So here's my current boggle. Before glue up my splines were dead on and if I had glued the rod in my normal manner, things would be fine. So my question is this. What's more important, the size of each individual spline and fiber content (distance of each spline flat to it's apex) or the distance between the outer most fibers along each plane? If I have a particular action and line weight in mind. Will I still get what I'm looking for or do I need to scrape the rod down and possibly remove too many power fibers?

I'm not looking to duplicate an existing rod here, so trying to get the proper flat to flat dimensions to duplicate an existing rod is not the issue. The issue is really, I wanted X amount of cane to get a particular action. I've got x amount of cane but now the flats are .01 wider than planned. I don't think it's a simple issue of simply being a few thousandths off as discussed previously on list and tips site. At least I don't think it is.  (Jim Lowe)

    Sometimes the action you seek will not turn out just right even if your measurements are dead on  and your glue joints are minimal. There are many other variables at work that can affect action as well as line weight. Put the ferrules on and temporarily rig up the grip and guides and test cast before finishing the rod. If you like it, you will be way ahead of starting over without testing the blank.

    You can also scrape or sand a couple of thousandths off and still have plenty of power fibers to spare.

    The issue is really, I wanted X amount of cane to get a particular action. I've got x amount of cane but now the flats are .01 wider than planned. I don't think it's a simple issue of simply being a few thousandths off as discussed previously on list and tips site. At least I don't think it is.  (Steve Weiss)

    You not going to see much of a difference being off .001, Finish out the rod as is.   (Tim Preusch)

      Thanks, but I'm going to be off .01 and not .001, which as I understand it is an entire rod size. On further reflection, I think I'm simply going to throw on a ferrule, cast the rod as is, then shave it down to the correct size, cast it again and then simply forget the whole thing and make a new butt using the correct binder tension.  :)   (Jim Lowe)

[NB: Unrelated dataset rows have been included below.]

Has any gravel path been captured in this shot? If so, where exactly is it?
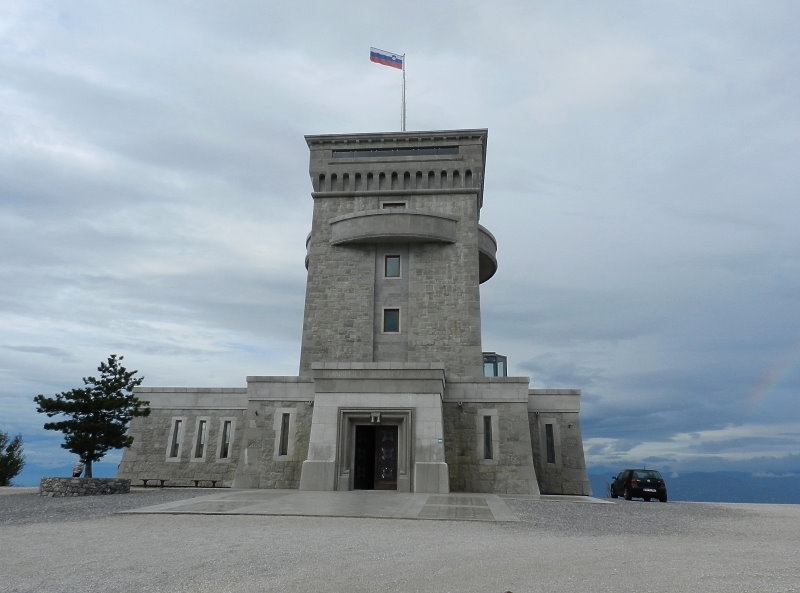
[0,488,208,526]
[0,490,800,593]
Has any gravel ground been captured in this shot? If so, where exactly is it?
[0,490,800,593]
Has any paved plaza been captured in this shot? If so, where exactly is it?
[0,488,800,593]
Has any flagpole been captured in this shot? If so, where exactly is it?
[400,54,406,132]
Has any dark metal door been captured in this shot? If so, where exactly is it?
[353,425,397,490]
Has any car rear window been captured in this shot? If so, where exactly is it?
[633,469,661,480]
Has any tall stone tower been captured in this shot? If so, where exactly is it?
[119,130,589,496]
[300,130,496,376]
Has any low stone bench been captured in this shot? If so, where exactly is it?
[192,478,222,488]
[141,478,167,488]
[39,478,131,497]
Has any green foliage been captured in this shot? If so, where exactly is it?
[0,430,25,486]
[34,354,150,478]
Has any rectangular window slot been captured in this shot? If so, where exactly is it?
[383,309,400,333]
[278,414,289,455]
[169,420,183,457]
[483,416,494,459]
[544,424,556,463]
[383,255,400,278]
[219,420,233,459]
[194,420,208,458]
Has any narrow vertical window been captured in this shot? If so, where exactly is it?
[544,424,556,463]
[169,420,183,457]
[194,420,208,458]
[219,420,233,459]
[483,416,494,459]
[383,309,400,333]
[383,255,400,278]
[278,413,289,455]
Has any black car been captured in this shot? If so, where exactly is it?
[611,469,667,502]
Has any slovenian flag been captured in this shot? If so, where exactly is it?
[369,47,403,70]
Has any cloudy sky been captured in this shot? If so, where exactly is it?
[0,0,800,479]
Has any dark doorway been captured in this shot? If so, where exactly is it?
[353,424,397,490]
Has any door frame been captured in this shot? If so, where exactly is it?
[335,408,414,492]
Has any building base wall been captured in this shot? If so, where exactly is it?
[117,376,591,496]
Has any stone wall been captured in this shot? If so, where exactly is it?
[117,387,247,486]
[39,478,131,497]
[442,402,539,495]
[234,400,314,489]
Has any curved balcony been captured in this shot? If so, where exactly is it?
[330,210,457,245]
[478,225,497,284]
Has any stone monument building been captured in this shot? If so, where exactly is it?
[118,130,589,495]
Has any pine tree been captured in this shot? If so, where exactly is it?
[0,430,25,486]
[34,354,150,478]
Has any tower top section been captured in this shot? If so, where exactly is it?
[305,129,488,208]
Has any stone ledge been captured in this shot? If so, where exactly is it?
[39,478,131,497]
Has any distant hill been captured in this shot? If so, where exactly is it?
[589,468,800,504]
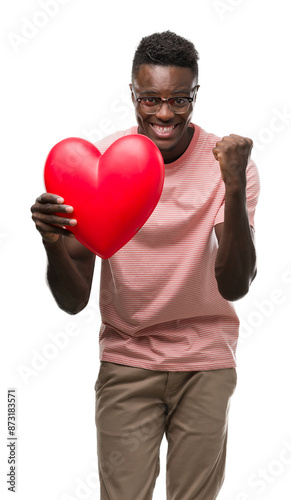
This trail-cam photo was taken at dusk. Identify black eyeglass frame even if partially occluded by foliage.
[132,85,200,115]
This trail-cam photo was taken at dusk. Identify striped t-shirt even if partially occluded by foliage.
[96,124,259,371]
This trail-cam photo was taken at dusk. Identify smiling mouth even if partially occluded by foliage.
[150,123,178,137]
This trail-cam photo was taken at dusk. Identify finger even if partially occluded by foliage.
[35,221,75,238]
[31,203,74,214]
[36,193,65,205]
[229,134,253,146]
[32,212,77,227]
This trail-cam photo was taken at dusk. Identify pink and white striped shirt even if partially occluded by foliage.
[96,124,259,371]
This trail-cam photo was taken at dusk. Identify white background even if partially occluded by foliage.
[0,0,291,500]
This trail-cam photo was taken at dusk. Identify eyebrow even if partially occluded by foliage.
[139,88,194,95]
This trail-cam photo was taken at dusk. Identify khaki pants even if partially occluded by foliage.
[95,362,236,500]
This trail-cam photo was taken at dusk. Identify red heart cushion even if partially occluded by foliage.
[44,134,165,259]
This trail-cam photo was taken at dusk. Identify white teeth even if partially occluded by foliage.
[153,125,175,134]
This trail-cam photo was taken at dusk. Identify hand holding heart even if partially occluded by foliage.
[32,135,164,259]
[212,134,253,183]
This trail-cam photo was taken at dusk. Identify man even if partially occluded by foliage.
[32,31,258,500]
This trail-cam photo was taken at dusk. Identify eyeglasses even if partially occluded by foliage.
[132,85,199,115]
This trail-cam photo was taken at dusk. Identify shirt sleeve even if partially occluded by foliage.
[214,160,260,229]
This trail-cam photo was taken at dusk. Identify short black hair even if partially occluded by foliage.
[131,31,199,80]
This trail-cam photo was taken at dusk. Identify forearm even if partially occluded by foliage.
[215,175,256,301]
[43,237,91,314]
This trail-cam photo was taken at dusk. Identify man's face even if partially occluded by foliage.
[130,64,197,163]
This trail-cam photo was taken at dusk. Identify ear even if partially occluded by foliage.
[129,83,134,104]
[194,85,200,102]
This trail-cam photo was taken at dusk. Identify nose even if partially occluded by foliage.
[155,101,175,122]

    Take my advice, I am not using it anyway.   Just finish the rod and do not worry about the amount of glue. Power fibers farthest from the center have a bigger impact on the rod then does the amount of glue. Glue can and does shrink over time, if you have glue gaps then the cosmetics will suffer but it will still cast fine. If you are able to hit the dimensions you want on cane then you are fine. Different glues will have some thicker, some thinner glue lines.

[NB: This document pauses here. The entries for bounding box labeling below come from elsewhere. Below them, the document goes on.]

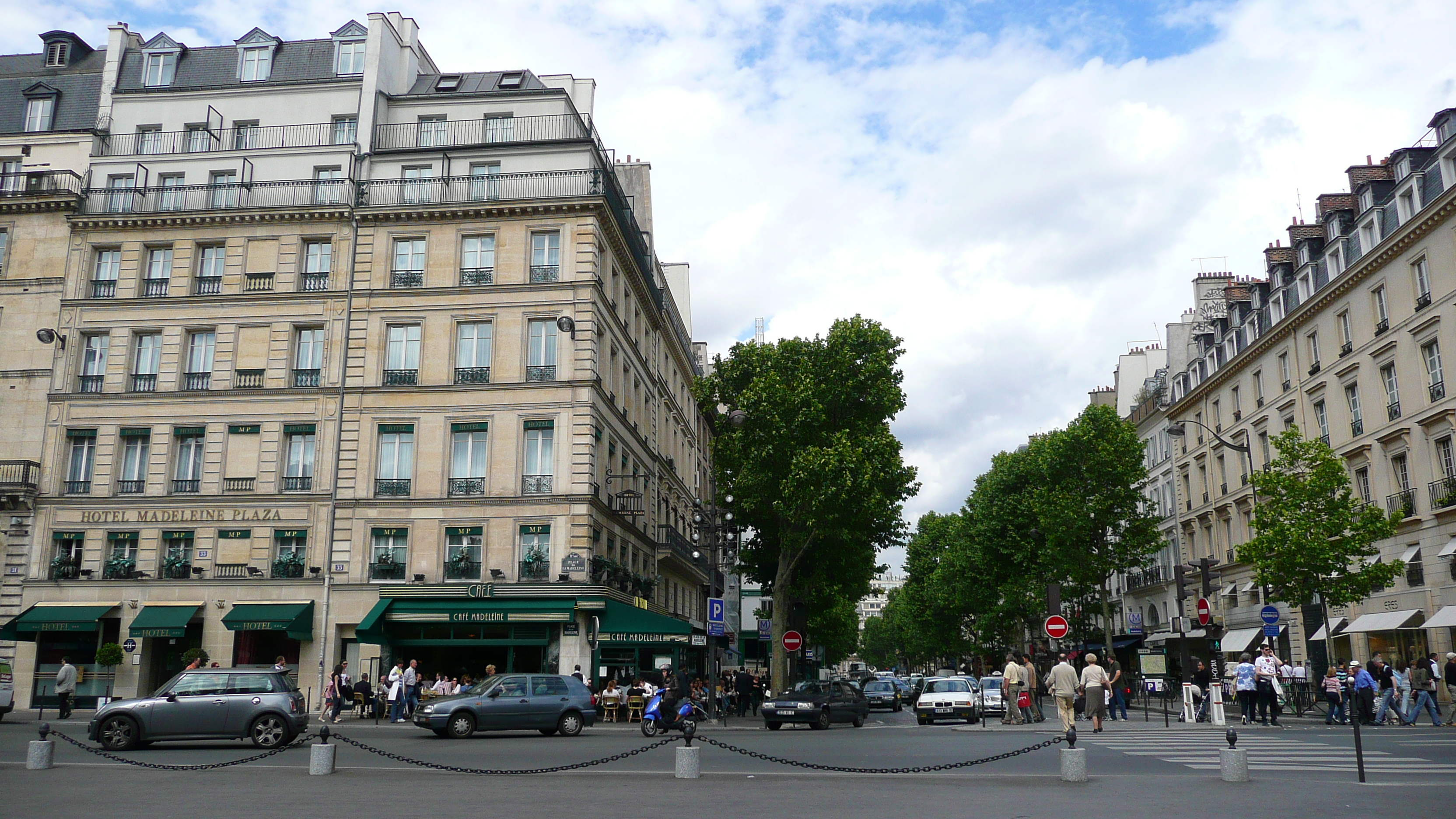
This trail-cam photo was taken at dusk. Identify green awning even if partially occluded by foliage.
[597,600,693,643]
[0,603,121,643]
[223,600,313,640]
[127,603,203,637]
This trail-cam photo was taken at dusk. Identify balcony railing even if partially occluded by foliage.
[460,267,495,287]
[374,114,595,150]
[233,370,263,389]
[81,179,355,214]
[368,563,405,580]
[450,478,485,496]
[374,478,409,497]
[1385,490,1415,517]
[1430,475,1456,509]
[101,122,354,156]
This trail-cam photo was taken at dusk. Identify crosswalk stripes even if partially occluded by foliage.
[1078,732,1456,775]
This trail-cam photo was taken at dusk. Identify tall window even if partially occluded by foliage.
[116,428,151,494]
[532,230,560,283]
[66,430,96,494]
[141,54,178,86]
[335,39,364,74]
[25,96,55,131]
[240,48,272,83]
[525,319,556,380]
[172,427,207,494]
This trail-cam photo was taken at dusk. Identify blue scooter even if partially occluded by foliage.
[642,692,697,736]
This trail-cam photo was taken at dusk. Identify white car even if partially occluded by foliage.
[914,676,981,726]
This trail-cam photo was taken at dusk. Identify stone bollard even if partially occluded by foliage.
[25,723,55,771]
[1057,726,1088,783]
[1219,728,1249,783]
[309,726,339,777]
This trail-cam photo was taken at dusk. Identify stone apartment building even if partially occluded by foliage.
[0,13,721,704]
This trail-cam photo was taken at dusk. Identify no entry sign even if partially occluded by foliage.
[1043,615,1071,640]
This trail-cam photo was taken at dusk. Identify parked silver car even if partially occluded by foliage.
[88,669,309,750]
[415,673,597,739]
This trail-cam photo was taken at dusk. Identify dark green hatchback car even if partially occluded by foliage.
[415,673,597,739]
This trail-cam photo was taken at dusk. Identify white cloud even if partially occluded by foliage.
[11,0,1456,571]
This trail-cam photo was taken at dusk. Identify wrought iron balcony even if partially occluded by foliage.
[233,370,263,389]
[460,267,495,287]
[450,478,485,496]
[374,478,409,497]
[1385,490,1415,517]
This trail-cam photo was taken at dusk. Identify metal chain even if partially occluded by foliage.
[330,733,682,777]
[694,735,1067,774]
[51,728,319,771]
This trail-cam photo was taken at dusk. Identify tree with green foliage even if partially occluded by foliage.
[1238,427,1405,657]
[697,316,916,686]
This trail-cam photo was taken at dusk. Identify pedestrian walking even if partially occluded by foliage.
[1233,651,1258,726]
[55,657,76,720]
[1082,653,1111,733]
[1047,654,1078,732]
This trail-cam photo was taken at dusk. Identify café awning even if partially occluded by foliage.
[0,602,121,643]
[223,600,313,640]
[127,602,203,637]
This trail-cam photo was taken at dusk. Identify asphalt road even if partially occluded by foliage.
[0,711,1456,819]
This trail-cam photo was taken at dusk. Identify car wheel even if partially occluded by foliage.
[96,716,140,750]
[556,711,584,736]
[445,711,475,739]
[248,714,293,748]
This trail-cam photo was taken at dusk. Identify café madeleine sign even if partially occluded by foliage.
[80,509,295,523]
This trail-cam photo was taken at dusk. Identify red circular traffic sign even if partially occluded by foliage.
[1043,615,1071,640]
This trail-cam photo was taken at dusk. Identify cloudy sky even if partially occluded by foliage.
[14,0,1456,563]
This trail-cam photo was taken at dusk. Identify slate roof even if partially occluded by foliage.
[116,39,349,91]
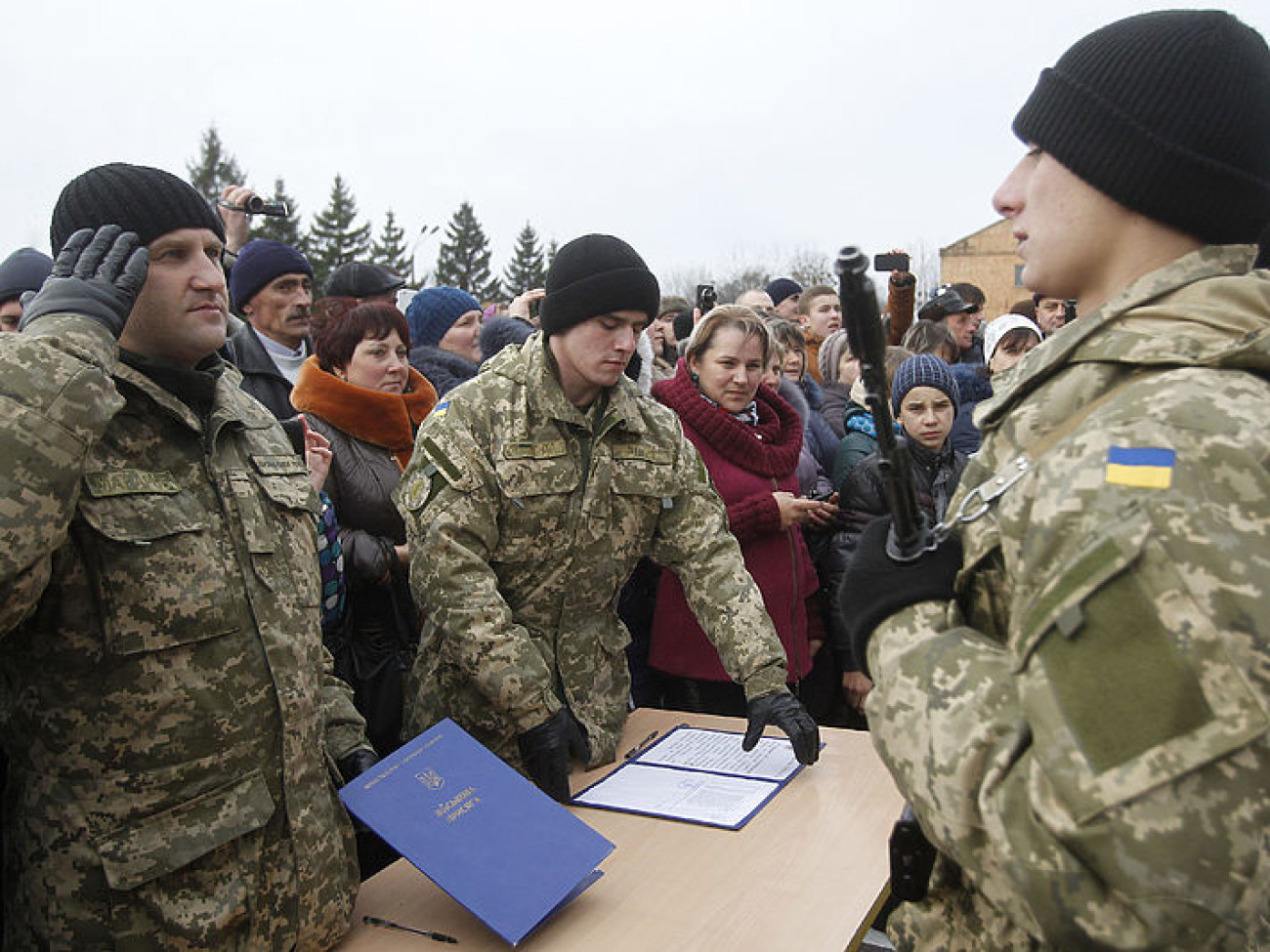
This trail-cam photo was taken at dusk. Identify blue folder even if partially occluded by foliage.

    Some makers are determined to hit the same numbers as other makers. Well, if you do not know what glue they used and how thick the glue line is you really can not determine the exact dimensions, you can only get close. The fact is rods react to their environment and are constantly changing dimensions. So the numbers often change depending where the rod is and  where it has been also how old it is and what kind  of glue was used.

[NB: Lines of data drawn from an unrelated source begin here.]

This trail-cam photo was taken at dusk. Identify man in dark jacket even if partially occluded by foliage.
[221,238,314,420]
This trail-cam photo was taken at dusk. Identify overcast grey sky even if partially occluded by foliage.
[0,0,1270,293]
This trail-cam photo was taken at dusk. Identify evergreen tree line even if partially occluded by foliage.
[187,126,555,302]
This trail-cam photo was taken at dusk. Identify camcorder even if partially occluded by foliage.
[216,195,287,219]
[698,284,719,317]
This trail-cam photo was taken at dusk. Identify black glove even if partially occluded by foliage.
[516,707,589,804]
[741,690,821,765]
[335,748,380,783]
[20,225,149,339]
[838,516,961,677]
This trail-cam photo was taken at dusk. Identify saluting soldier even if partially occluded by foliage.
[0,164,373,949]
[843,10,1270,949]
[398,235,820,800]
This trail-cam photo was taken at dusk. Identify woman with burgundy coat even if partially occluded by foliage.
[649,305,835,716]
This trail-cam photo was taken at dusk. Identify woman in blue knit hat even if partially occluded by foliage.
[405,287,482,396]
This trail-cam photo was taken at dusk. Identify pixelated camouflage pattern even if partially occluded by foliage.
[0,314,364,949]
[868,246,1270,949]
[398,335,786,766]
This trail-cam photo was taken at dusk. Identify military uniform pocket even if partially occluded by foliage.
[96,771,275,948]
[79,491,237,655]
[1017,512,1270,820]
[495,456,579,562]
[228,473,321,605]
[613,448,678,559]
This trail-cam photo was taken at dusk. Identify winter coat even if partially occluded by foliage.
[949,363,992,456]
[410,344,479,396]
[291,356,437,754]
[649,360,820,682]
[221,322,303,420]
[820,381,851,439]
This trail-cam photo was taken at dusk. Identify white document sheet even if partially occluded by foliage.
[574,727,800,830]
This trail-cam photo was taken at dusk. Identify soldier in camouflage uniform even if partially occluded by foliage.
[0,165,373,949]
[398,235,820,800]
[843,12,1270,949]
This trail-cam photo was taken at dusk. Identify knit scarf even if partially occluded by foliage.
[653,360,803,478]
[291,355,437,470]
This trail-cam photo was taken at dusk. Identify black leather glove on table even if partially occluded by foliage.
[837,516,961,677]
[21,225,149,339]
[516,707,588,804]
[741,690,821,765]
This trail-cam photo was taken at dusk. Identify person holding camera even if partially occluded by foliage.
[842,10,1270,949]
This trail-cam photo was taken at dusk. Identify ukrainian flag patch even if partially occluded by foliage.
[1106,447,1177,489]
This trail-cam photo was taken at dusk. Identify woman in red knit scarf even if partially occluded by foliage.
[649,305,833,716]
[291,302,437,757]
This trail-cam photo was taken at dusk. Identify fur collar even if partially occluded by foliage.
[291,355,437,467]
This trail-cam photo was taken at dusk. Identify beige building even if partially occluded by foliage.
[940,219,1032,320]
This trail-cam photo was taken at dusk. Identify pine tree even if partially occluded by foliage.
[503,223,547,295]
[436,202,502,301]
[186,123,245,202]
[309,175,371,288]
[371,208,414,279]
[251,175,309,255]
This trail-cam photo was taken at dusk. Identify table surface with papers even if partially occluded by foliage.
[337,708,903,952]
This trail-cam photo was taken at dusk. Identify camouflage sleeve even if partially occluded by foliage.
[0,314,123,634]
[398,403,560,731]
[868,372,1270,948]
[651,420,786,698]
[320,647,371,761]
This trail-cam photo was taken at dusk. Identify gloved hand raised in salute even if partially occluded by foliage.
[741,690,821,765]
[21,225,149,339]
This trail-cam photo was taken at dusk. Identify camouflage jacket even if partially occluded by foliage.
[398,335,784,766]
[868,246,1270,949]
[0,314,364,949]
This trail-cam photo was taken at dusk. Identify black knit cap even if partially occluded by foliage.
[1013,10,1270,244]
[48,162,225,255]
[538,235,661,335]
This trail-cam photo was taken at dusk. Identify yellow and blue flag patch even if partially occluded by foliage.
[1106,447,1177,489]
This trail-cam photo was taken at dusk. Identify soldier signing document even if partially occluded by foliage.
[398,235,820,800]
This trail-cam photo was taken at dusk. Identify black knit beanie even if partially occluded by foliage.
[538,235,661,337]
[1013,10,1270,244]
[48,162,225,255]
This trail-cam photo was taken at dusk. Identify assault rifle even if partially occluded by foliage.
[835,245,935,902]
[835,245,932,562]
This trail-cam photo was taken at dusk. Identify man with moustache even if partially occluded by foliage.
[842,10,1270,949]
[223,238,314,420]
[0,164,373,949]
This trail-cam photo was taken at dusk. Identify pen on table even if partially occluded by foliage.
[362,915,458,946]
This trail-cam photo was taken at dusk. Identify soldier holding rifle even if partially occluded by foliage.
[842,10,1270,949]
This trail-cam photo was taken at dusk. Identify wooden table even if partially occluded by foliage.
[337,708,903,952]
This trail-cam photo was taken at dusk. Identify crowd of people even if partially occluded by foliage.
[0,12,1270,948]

    Finish it up as normal. And in time you will not even know.  (Adam Vigil)


My planing forms are ready to go (fixed the problem of the station that was to deep - I took them back apart and found a small burr of metal  that was  preventing the  forms from  fully closing at the 8.5 station), so I'm ready to put a final taper on my first rod.

I've read several books and lots of  the  tips  on and just have a couple of questions.

1.  I'm making the PHY Midge #2 from the Hexrod archive.  The action length is 65" and the rod length is 75".  The taper chart stops at the 65" mark (0.237).  What do I set the forms at for the 70" and 75" stations?  I'm assuming that I keep it at 0.237.

2.  My sections have been rough planed, bound, and heat treated and have been hanging in a warm dry closet.  Should I wait until I have time to take all of the strips to final taper before I begin or can I cut the binding thread and work on them slowly over the next few nights. 

3.  Should I set my forms at the exact 1/2 measurement from the taper?  I think I read in Wayne's book that you should add .001 to account for sanding after the glue dries.  If that's the case do you add .001 to the 1/2 measurement?  For example if the 10 station call for a rod  flat to flat measurement of .088, should I set my forms for .044, .045, or .0455.  I already removed most of the enamel with a razor blade so the strips would set neatly in the rough planing forms.  (Aaron Gaffney)

    Congratulations on finishing your forms!

    1. You're right, set the other stations for the same dimensions, those stations are under the grip and reel seat and don't need a taper.

    2. Work on them as you have time, they will adjust to the humidity level there eventually anyway, no matter what you do. If it makes you feel better, keep them in the closet when you aren't actually working with them.

    3. Set the stations for the half dimension minus whatever you think you should allow for glue. In my own experience, Urac will make the sections .006-.010 fatter than they should be, Epon, which  I now  use, adds  about .004,  so I  set my  forms to half -.002. I also have 1 1/2" from the end of the form to the first station and finish planing with the strip even with the end, so I have 1 1/2" leeway on the tip end and I make the strips long enough to have 3" leeway at the butt end. This way, when I'm ready to cut the sections to final length, I can shift the cut points to match the intended taper.  (John Channer)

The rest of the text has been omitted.